European Journal of Cancer
Issue 6, 2010

 

By Helen Saul

 

 

Survival benefit after contralateral mastectomy

 

 

Contralateral prophylactic mastectomy (CPM) was associated with a small improvement in 5 year survival from breast cancer, US researchers say. The effect was seen mainly in young women with early-stage, oestrogen receptor (ER) negative disease.

 

Researchers used the Surveillance, Epidemiology, and End Results database to identify 107,106 women with breast cancer who had undergone mastectomy between 1998 and 2003. A subset of 8902 women had also undergone CPM.

 

CPM was associated with improved disease-specific survival (hazard ratio of death was 0.63).
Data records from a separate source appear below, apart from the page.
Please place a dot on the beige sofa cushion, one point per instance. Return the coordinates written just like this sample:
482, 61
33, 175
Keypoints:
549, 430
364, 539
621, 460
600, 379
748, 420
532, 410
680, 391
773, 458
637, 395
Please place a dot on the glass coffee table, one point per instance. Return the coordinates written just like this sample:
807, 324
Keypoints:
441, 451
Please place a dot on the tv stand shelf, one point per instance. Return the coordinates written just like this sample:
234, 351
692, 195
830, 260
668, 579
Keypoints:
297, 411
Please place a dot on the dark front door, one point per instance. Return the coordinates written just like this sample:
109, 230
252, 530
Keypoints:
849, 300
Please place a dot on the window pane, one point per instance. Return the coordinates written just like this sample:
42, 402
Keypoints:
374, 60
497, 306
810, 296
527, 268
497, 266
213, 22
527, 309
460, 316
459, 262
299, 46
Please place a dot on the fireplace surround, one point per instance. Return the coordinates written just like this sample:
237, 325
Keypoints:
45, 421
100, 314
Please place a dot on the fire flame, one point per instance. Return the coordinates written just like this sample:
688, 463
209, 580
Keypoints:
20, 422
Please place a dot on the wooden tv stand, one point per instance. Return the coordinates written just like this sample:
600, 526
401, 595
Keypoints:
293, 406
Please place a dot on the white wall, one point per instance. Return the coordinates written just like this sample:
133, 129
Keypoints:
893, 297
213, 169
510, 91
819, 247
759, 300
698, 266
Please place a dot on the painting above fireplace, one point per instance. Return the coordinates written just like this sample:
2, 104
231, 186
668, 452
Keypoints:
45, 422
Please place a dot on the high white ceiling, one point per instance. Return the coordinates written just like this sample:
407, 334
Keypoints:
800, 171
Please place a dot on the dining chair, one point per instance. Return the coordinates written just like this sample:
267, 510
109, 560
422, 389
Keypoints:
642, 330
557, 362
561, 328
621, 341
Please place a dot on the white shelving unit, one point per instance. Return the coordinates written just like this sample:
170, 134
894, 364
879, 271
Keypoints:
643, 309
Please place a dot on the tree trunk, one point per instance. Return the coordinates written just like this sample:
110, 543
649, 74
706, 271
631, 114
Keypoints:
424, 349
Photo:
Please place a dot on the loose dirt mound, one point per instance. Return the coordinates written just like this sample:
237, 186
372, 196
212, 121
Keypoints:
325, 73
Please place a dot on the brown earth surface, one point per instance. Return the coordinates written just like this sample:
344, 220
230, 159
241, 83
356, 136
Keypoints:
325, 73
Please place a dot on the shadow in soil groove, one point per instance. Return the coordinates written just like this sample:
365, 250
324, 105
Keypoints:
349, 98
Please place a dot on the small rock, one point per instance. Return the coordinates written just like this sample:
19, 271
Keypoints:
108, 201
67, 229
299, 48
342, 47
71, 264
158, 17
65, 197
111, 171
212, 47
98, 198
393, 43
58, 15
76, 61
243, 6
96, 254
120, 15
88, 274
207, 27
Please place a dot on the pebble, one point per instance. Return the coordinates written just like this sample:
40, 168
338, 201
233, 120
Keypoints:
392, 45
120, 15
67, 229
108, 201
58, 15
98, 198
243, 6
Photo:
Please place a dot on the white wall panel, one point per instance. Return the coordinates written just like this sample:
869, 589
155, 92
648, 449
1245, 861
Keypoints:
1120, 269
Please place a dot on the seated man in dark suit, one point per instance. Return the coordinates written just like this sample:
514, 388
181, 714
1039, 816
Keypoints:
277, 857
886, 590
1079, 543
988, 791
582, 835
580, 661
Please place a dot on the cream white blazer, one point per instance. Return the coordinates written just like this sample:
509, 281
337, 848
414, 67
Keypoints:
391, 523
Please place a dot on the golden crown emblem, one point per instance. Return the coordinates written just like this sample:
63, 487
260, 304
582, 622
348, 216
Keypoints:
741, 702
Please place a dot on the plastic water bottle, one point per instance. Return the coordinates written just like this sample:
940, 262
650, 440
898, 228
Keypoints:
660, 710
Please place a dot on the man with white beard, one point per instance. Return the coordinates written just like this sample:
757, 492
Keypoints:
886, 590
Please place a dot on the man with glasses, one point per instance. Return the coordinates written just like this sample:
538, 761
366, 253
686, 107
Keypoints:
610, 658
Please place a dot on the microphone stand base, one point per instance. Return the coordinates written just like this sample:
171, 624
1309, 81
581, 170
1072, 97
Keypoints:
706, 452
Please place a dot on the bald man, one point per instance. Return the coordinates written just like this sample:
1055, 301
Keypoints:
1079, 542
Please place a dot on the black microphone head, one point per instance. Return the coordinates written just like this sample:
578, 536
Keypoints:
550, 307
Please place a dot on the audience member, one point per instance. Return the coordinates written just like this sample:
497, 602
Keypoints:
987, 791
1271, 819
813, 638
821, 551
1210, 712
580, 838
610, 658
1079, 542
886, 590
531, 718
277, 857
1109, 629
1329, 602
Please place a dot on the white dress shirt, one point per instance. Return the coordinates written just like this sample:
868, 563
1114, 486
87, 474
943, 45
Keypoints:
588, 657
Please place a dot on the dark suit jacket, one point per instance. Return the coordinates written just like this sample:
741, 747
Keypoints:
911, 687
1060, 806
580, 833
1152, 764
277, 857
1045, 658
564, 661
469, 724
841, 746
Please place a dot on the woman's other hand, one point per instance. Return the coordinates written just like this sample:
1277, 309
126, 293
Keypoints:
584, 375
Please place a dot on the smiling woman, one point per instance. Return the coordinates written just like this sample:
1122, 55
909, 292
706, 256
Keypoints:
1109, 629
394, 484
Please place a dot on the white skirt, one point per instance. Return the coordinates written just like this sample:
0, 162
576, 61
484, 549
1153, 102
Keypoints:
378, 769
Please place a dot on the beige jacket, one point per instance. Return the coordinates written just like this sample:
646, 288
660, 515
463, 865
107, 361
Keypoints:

The association was due to a reduction in deaths among women aged 18-49 years with stage I-II ER-negative cancer: 5 year-adjusted breast cancer survival for this group was 88.5% with CPM versus 83.7% without (J Natl Cancer Inst 2010; 102:1-9)

 

Lead author Dr Isabelle Bedrosian (University of Texas MD Anderson Cancer Center, USA) said that growing numbers of breast cancer patients are opting for CPM. “Across the breast cancer community, studies have shown that the utilisation of the procedure is skyrocketing.

 

“Until now, we’ve counselled these patients on a very important, personal decision in a vacuum. With our study, our goal was to understand the implications of the surgery and who may benefit.”

 

Although a causal relationship between survival and CPM was not proven in this study, the researchers said they expect that the survival benefit will increase with longer follow-up.

 

“Our research found that breast cancer patients over the age of 60 can be reassured that they will not benefit from CPM,” Bedrosian said. Among other populations of women – such as those aged between 50 and 60; or among young women with early stage, ER-positive breast cancer who receive tamoxifen for only 5 years – the findings about CPM are less clear.

 

“For some additional breast cancer patients, CPM may very well be a medically-appropriate option,” she said.